Rabbis even go so far as to assert that the Temple was destroyed, in part because judges at the time “established their rulings on the basis of Torah law and did not go beyond the letter of the law” (Bava Metzia 30b).

The importance of superseding the baseline expectations of law are so important that rabbis even go so far as to assert that the Temple was destroyed, in part because judges at the time “established their rulings on the basis of Torah law and did not go beyond the letter of the law” (Bava Metzia 30b). Although the Talmud teaches this without explanation, commentators suggest that the rabbis believe that judges in and around 70 C.E. were too inflexible. Since another traditional explanation for the Temple’s destruction is that the people were punished by sinat hinam, “senseless hatred,” from the rabbis’ point of view, the judges’ refusal to do more than the law requires would have fomented discord within society and incited people to hate one another. Knowing this, lifnim mishurat hadin doesn’t just give us the permission to work against unjust laws, it gives judges the permission to be more creative. “Activist judges” are not an aberration in Jewish law, they are the expectation.

If I had an audience with God, what would God say?

The rabbis understand that humanity’s laws don’t always conform to God’s expectations. Sometimes God will still judge us harshly for following the law:

Rabbi Yehoshua said: There are four matters in which one who commits an offense concerning them is exempt from liability according to human laws but liable according to the laws of Heaven [and it would be proper for him to pay compensation], and the cases are as follows: One who breaches a fence that stood before another’s animal, [thereby allowing the animal to escape]; and one who bends another’s standing grain before a fire [so that it catches fire]; and one who hires false witnesses to testify; and one who knows testimony in support of another but does not testify on his behalf (BT Bava Kamma 55b).

In all four matters, perpetrators set bad things into motion without being legally liable, since they are not the ones causing the direct damage. To take the first two examples, if you breach a fence and your neighbor’s animal escapes, getting injured or killed in the process, Jewish law does not hold you accountable for letting the animal out since the animal had agency to escape on its own. In the same vein, since you didn’t actively light a neighbor’s wheat on fire but only made it slightly easier for the wind to carry the embers into the adjacent field by bending the crop toward the fire, you are not directly liable for its burning. The fire might have found its way into the field without you.

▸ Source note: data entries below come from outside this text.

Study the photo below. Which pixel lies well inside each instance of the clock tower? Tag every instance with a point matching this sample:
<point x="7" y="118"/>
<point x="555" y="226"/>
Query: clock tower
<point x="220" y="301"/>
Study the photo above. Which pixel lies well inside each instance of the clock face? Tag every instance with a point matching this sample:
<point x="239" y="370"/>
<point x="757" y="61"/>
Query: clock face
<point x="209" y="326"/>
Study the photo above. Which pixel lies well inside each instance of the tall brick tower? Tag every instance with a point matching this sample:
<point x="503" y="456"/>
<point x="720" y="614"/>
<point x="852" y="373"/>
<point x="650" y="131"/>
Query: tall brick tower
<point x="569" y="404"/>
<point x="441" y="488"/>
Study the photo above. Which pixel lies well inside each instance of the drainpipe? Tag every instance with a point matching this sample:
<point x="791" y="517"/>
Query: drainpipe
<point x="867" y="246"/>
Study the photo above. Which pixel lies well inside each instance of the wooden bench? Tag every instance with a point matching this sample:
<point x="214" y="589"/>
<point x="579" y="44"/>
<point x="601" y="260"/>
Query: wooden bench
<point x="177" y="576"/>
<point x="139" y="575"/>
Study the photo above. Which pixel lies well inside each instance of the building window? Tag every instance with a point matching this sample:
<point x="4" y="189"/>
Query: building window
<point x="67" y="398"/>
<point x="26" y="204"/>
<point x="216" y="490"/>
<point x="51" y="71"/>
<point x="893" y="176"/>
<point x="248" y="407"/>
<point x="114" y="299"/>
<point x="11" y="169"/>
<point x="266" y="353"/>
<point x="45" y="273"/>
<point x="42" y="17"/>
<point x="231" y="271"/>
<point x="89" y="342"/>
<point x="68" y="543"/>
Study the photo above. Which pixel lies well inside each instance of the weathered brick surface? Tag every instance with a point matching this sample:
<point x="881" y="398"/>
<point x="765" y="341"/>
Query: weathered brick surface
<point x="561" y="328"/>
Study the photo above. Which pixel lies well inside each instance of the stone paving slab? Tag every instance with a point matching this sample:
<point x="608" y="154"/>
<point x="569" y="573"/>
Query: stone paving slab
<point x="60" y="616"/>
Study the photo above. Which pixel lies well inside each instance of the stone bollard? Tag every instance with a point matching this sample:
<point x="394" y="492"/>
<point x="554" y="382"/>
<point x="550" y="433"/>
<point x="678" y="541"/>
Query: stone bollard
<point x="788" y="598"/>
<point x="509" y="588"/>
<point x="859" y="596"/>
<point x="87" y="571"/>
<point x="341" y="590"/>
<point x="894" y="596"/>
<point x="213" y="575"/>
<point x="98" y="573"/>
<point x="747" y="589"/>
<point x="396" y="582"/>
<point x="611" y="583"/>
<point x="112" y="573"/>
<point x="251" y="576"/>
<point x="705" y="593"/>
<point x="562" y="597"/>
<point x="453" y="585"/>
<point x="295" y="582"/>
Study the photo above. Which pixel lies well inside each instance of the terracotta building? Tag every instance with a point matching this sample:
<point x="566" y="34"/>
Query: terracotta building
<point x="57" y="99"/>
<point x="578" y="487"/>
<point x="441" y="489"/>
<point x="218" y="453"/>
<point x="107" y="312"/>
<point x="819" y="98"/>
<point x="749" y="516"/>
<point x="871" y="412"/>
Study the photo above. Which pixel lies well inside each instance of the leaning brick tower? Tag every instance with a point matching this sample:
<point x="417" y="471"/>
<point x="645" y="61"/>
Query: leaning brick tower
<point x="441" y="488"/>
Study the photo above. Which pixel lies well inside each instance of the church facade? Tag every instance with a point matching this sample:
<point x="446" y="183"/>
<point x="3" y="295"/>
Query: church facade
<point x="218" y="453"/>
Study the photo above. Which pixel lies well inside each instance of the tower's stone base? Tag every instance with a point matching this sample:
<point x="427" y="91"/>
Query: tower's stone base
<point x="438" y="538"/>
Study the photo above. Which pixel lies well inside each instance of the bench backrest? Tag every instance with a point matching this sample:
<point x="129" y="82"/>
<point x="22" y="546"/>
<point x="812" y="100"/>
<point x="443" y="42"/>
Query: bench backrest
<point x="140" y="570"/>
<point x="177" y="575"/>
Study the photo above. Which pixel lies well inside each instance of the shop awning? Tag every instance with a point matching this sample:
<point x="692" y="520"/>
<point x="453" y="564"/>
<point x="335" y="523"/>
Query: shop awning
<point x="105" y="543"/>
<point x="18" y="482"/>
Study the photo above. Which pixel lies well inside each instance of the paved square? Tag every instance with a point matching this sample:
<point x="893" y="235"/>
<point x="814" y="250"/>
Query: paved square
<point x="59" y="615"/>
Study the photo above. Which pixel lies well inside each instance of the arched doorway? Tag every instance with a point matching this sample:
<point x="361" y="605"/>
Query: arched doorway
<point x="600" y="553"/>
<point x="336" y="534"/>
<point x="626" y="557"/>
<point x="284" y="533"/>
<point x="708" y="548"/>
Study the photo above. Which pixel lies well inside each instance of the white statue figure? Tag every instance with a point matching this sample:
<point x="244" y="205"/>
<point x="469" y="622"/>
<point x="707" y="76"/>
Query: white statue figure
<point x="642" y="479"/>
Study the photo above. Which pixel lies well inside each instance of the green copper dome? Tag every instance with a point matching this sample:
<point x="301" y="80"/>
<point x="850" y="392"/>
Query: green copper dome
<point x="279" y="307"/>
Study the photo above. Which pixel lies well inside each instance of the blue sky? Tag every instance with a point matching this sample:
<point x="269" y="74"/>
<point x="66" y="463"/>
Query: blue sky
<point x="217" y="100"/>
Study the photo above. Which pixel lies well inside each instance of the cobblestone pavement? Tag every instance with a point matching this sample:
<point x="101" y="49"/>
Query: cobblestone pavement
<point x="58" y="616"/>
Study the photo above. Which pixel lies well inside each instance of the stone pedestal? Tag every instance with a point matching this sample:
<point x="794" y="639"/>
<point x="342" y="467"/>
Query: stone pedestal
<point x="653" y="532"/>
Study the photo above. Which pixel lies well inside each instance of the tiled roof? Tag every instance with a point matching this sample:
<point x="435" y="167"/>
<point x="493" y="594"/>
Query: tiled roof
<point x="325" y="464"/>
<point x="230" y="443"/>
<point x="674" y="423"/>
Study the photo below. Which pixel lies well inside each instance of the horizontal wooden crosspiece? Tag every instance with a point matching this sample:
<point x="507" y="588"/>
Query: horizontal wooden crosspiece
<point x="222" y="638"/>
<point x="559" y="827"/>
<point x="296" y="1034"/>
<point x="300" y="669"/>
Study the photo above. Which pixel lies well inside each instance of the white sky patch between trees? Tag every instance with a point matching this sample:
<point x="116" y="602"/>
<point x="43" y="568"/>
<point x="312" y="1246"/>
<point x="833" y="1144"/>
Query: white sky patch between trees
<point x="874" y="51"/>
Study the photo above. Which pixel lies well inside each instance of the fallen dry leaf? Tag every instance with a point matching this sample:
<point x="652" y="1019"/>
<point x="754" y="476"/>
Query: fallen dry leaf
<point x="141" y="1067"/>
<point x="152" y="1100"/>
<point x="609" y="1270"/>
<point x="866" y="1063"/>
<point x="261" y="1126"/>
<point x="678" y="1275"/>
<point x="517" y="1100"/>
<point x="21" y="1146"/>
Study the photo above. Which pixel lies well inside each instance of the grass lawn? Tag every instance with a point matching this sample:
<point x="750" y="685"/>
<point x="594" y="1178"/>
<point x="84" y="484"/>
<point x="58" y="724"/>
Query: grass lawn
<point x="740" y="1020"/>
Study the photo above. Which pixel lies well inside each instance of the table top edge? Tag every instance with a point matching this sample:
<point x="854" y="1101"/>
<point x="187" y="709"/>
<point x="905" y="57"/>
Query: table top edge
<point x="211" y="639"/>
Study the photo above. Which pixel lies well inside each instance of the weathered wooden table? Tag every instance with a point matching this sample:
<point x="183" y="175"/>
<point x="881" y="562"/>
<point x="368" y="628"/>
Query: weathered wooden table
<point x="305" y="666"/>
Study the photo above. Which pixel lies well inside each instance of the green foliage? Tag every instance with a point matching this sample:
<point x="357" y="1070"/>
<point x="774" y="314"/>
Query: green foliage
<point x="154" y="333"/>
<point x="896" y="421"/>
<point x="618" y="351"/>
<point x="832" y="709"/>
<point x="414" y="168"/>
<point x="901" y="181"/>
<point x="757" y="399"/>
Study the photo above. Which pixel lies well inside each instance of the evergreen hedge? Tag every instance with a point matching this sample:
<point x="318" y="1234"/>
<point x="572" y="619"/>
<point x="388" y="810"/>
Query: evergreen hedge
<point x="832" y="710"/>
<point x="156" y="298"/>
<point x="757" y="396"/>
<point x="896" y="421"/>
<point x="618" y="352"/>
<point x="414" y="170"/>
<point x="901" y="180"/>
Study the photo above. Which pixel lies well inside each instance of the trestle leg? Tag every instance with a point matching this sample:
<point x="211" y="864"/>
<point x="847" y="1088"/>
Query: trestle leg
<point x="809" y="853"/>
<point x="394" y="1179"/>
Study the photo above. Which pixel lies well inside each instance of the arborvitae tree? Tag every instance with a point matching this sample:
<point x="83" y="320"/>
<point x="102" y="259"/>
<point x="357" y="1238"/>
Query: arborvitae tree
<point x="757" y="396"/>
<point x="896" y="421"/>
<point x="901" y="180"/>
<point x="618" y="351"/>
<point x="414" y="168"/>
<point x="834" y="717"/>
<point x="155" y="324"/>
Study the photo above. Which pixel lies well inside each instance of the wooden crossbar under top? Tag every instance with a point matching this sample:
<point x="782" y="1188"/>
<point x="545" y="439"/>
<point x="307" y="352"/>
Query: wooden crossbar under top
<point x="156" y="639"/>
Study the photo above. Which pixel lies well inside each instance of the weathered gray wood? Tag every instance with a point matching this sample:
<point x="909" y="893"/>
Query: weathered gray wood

Since a court cannot punish you, the rabbis’ only recourse is to warn you: God is watching; God knows if you fall into the category “liable to the law of Heaven” (Bava Kamma 55b). The Eternal has no patience for pragmatic loopholes. Don’t risk Divine retribution by taking advantage of the law’s weakness to do wrong. And if your misdeeds have hurt others, avoid God’s reprisal by reimbursing them promptly for the damage done.

*            *            *

Given the importance of drawing the distinction between law and ethics, we Jews should feel free to advocate for the latter. In many cases, this means working tirelessly to change a law. In other more extreme cases, it means protesting in the streets or even resorting to civil disobedience.

Even the central legal ruling that Jews are religiously obligated to follow the secular laws around them, known as dina d’malkhuta dina, comes with important caveats. For some commentators, the secular laws only must be followed if they are fair. Laws that are discriminatory or unequally enforced, or keep Jews from fulfilling their own legal obligations, hold no weight. When even the most powerful kings violate these principles, Jews have the green light to ignore and, in some cases, actively work to subvert these unjust laws.

These exemptions show just how much of a moderating force one’s moral compass can be on law. Things may be scary at times, but a Jew’s hands are never tied. The rabbis remind us that we answer to a higher power — one that demands that in the light of injustice around us, we remain perpetual advocates for “what is good and right.”